An article from the 1930s describes experiences that were triggered by critical circumstances and that may have met certain expectations. These experiences were called “shock thoughts and fantasies” and were believed to be invoked as a defense mechanism against mortal danger. The fact that some NDE elements are phrased in religious or cultural terms could be seen as evidence of such expectations. Research has shown differences in the incidence and content of some NDE elements between people in the West and the native peoples of the Americas and Australia, while in India differences have even been found between people from the north and south of the country.
30

But for many people the content of an NDE does not match their prior expectations of death. Their experiences are identical, irrespective of whether they believe that death is the end of everything or whether they believe in life after death. Children experience the same elements as adults.

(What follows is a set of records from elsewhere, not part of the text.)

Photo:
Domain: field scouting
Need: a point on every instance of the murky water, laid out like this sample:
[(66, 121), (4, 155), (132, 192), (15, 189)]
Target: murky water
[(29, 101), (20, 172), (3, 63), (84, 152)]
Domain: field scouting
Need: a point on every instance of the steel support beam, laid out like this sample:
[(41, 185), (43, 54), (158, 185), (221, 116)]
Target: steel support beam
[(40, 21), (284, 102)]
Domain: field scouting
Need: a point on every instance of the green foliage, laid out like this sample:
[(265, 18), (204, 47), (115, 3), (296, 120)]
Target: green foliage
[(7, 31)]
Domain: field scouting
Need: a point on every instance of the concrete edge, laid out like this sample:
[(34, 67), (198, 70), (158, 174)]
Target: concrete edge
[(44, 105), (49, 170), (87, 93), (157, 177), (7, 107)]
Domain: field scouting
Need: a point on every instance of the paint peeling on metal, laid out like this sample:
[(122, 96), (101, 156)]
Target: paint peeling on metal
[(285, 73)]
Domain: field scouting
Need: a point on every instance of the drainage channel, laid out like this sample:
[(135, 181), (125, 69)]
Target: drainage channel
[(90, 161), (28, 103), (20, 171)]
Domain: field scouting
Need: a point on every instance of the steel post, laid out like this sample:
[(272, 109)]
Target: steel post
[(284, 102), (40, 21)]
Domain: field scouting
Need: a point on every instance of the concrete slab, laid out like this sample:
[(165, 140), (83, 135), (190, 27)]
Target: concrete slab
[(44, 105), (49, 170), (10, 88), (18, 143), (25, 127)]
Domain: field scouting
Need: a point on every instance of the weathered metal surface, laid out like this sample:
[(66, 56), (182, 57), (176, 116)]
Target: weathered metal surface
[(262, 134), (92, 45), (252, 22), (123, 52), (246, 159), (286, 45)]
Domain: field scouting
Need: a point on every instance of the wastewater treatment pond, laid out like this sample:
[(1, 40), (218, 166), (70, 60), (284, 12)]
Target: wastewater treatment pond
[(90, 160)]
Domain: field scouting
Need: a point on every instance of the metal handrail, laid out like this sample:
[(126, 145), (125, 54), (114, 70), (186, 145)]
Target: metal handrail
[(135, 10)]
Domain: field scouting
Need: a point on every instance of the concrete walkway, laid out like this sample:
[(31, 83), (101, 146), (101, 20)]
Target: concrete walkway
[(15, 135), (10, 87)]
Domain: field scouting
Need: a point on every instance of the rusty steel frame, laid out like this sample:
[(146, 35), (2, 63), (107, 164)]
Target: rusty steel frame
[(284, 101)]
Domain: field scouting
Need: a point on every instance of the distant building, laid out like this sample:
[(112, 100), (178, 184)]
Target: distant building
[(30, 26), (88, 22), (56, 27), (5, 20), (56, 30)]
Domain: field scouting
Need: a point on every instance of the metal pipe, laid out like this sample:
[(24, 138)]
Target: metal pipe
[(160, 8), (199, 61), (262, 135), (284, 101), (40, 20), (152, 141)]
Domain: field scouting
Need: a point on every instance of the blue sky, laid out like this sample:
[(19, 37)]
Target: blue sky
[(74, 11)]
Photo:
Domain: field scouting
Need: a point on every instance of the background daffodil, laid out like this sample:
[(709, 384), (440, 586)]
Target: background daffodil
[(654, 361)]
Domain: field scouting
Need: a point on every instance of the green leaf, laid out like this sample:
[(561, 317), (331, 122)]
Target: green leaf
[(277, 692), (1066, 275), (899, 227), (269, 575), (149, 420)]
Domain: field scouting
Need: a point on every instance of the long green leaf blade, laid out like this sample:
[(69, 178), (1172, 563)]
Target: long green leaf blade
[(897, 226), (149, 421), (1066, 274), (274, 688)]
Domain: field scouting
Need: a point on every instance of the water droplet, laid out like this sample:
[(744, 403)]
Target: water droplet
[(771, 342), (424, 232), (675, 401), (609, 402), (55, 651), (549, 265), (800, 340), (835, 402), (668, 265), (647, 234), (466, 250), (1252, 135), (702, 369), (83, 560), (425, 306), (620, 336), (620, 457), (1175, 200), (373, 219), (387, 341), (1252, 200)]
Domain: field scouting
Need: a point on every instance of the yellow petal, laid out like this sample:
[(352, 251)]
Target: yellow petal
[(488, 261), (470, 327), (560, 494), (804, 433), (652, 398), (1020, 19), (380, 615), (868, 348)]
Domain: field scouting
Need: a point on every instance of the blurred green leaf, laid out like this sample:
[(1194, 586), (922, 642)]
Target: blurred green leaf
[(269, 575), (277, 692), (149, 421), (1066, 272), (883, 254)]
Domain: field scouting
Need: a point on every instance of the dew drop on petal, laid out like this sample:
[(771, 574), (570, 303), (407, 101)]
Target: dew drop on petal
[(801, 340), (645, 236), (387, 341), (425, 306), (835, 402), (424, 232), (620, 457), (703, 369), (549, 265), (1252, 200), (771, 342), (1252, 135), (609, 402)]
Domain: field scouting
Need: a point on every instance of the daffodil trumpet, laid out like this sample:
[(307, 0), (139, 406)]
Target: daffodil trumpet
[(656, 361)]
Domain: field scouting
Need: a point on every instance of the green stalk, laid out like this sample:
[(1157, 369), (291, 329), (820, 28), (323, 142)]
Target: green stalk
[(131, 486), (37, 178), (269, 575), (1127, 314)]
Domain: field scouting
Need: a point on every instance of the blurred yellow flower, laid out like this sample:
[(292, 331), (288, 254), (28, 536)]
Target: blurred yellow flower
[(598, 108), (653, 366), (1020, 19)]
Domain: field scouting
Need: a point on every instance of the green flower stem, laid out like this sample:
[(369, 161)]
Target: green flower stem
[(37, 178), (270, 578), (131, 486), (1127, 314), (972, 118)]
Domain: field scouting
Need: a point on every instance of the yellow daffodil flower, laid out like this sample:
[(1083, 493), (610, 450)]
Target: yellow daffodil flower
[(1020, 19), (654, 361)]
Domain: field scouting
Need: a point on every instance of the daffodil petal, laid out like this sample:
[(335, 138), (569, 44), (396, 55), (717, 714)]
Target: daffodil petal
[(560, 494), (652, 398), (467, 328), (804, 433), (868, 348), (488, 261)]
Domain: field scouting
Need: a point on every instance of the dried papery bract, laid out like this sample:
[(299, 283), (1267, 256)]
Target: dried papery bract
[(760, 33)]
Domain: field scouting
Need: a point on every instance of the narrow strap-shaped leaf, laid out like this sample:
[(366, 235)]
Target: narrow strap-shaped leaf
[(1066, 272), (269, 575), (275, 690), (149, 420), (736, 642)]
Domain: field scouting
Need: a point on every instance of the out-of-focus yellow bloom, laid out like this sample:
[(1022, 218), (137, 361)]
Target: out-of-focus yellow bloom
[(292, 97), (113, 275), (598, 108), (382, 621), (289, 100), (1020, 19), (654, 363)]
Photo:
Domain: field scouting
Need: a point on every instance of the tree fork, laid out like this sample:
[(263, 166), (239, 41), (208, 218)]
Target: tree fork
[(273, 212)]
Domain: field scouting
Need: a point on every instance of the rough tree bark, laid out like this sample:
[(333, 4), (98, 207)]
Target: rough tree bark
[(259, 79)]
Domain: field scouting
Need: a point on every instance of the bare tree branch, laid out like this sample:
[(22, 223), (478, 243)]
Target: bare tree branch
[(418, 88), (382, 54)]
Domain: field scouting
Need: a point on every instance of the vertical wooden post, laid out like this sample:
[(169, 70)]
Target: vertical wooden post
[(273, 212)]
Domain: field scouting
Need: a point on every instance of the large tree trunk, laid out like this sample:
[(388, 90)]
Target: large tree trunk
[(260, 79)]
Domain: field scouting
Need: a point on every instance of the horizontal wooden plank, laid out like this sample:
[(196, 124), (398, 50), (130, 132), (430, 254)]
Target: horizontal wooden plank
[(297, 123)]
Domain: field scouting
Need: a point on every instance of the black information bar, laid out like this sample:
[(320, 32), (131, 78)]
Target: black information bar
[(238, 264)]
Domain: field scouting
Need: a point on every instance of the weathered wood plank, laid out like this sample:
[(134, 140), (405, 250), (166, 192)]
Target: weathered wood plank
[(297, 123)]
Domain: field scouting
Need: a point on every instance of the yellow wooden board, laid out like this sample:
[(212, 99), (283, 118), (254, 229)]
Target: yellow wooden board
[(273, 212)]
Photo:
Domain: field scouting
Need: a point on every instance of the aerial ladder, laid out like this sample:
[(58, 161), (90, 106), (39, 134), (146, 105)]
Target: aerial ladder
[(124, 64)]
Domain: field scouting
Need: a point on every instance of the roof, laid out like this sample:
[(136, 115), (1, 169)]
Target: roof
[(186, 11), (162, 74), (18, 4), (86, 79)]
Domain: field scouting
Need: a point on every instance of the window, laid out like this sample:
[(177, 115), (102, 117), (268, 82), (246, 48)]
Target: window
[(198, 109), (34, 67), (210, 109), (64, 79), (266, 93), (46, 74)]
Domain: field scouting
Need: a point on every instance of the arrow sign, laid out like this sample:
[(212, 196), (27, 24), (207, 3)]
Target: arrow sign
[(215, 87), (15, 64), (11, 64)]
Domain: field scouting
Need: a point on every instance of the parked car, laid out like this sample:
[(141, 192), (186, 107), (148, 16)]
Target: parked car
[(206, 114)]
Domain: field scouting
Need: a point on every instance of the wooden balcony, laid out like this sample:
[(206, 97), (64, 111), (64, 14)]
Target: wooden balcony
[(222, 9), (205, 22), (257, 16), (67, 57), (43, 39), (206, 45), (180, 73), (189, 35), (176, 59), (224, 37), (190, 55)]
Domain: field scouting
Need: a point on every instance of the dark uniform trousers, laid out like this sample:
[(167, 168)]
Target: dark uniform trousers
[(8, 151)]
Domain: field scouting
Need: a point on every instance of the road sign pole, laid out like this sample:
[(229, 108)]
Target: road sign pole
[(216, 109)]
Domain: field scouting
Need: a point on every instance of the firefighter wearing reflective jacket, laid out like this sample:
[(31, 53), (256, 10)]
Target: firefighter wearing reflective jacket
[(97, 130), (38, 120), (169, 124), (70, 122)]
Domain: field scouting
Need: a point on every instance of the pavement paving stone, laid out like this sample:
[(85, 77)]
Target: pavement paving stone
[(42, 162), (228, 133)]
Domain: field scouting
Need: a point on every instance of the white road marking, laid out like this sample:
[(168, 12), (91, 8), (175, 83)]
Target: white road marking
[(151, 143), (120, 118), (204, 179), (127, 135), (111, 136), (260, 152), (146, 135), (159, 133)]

Prior knowledge of NDE does not affect the incidence or content of the experience, nor has its content changed since the publication of Moody’s first book on the subject in 1975.
31

Depersonalization

 

Depersonalization refers to the phenomenon of identity loss, coupled with a sense of detachment, alienation, and unreality. People are divorced from the world and their own identity and feel that life is unreal or like a dream. The condition is often accompanied by unpleasant emotions, fear, panic, or emptiness. Out-of-body experiences are never reported in such cases. Depersonalization, which is particularly common among young adult women, allows people to completely disconnect from their surroundings.